Thursday, April 6, 2017
The Columbine – in her true blue presentation she is Colorado’s state flower, designated as such in April of 1899. She is high born, gracefully cascading down the slopes of the Mighty Rocky Mountains in a radiant stream of sunlit elegance. This little lady stands in tribute to endurance and charm. Grown in some of the coolest regions of our mountain range, she can tolerate a late freeze or snow. If you plant a bed with different shades of Columbine they will cross pollinate, and the next season you will discover that they appear varied in subtle and lovely ways.

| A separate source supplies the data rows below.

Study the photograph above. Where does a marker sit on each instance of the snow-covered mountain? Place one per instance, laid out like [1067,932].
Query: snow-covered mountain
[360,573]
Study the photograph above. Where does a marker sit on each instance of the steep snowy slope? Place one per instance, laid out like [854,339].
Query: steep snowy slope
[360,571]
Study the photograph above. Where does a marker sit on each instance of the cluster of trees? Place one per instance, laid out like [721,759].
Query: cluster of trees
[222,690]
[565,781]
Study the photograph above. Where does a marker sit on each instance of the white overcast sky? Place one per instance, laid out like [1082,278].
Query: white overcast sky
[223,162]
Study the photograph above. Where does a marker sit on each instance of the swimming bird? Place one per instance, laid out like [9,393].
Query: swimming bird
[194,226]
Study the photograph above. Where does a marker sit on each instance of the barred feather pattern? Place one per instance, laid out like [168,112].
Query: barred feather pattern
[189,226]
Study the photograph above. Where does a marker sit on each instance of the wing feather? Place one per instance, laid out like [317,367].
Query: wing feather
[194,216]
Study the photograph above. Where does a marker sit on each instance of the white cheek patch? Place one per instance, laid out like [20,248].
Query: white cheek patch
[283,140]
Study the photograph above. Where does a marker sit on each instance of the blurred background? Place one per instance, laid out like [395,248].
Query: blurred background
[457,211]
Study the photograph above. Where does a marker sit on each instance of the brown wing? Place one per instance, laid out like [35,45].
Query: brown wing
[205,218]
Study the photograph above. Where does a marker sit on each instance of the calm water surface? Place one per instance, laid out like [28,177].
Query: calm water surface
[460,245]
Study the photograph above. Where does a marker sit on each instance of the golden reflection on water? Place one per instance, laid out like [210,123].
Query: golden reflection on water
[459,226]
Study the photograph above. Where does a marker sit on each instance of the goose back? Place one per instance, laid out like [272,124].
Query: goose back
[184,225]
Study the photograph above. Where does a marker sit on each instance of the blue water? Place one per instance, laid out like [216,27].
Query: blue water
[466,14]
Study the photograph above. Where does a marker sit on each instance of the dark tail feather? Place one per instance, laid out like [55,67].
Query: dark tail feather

Native to the rocky earth of Colorado’s High Country they aren’t particular about soil. Amending soil every season with organic compost helps to defend them against the one thing they won’t experience in the Rocky Mountain spring – heat. It is advisable to water this little wildflower with the same frequency as any perennial. Since Columbine’s roots are neither invasive nor destructively tuberous it can be grown near other plants and will not disturb their food and water supply.
It is generally believed that the Columbine is a spring bloomer – sun to partial shade – this information is found on seed packets and with containers of starter plants. These instructions generally refer to life in the wild as opposed to home gardens. Columbines can live in morning to early afternoon sun, and with proper deadheading, watering and feed they bloom well into mid-summer.